A variable-length string formed from the purpose chain that created the
IDataProtector
that's performing this operation.
Because the AAD is unique for the tuple of all three components, we can use it to derive new keys from KM instead of using KM itself in all of our cryptographic operations. For every call to IAuthenticatedEncryptor.Encrypt
, the following key derivation process takes place:
( K_E, K_H ) = SP800_108_CTR_HMACSHA512(K_M, AAD, contextHeader || keyModifier)
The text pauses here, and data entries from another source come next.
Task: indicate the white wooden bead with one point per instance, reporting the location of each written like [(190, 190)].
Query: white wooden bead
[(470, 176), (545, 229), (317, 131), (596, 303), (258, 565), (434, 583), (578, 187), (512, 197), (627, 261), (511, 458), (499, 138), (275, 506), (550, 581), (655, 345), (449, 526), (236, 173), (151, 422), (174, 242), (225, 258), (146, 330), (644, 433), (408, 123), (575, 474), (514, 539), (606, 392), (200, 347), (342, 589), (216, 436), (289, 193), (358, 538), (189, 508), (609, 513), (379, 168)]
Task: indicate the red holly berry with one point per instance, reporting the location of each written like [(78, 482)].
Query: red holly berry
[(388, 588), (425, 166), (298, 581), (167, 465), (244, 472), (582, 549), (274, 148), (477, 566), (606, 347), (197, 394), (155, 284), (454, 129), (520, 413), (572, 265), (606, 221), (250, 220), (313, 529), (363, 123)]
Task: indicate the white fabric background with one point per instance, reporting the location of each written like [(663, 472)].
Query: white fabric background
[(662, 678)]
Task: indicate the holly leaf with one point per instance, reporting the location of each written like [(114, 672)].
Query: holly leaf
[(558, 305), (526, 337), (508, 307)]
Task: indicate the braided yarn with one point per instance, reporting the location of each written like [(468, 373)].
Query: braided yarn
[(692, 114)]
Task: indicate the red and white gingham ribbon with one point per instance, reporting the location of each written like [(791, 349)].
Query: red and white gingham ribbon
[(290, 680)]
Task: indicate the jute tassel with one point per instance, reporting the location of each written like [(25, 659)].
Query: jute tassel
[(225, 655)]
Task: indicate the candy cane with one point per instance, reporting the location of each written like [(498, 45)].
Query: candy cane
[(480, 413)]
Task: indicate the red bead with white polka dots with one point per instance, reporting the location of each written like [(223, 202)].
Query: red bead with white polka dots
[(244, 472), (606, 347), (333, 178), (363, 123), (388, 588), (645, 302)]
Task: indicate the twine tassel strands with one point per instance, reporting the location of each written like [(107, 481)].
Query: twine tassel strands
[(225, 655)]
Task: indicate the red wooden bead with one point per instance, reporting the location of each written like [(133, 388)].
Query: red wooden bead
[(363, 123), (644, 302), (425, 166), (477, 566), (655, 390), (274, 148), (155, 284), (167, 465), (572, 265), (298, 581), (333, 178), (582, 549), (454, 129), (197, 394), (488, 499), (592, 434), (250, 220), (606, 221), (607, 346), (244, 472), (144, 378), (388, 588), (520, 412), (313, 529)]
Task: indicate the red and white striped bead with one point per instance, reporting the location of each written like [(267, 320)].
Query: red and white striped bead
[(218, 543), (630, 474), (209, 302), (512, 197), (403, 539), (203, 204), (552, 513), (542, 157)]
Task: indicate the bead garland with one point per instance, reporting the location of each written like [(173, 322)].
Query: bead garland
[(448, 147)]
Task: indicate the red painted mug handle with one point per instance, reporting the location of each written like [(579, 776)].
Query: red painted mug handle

Here, we're calling the NIST SP800-108 KDF in Counter Mode (see NIST SP800-108, Sec. 5.1) with the following parameters:
Key derivation key (KDK) =
K_M
PRF = HMACSHA512
label = additionalAuthenticatedData
context = contextHeader || keyModifier
The context header is of variable length and essentially serves as a thumbprint of the algorithms for which we're deriving K_E
and K_H
. The key modifier is a 128-bit string randomly generated for each call to Encrypt
and serves to ensure with overwhelming probability that KE and KH are unique for this specific authentication encryption operation, even if all other input to the KDF is constant.
For CBC-mode encryption + HMAC validation operations, | K_E |
is the length of the symmetric block cipher key, and | K_H |
is the digest size of the HMAC routine. For GCM encryption + validation operations, | K_H | = 0
.
CBC-mode encryption + HMAC validation
Once K_E
is generated via the above mechanism, we generate a random initialization vector and run the symmetric block cipher algorithm to encipher the plaintext. The initialization vector and ciphertext are then run through the HMAC routine initialized with the key K_H
to produce the MAC. This process and the return value is represented graphically below.
output:= keyModifier || iv || E_cbc (K_E,iv,data) || HMAC(K_H, iv || E_cbc (K_E,iv,data))
Note
The IDataProtector.Protect
implementation will prepend the magic header and key id to output before returning it to the caller. Because the magic header and key id are implicitly part of AAD, and because the key modifier is fed as input to the KDF, this means that every single byte of the final returned payload is authenticated by the MAC.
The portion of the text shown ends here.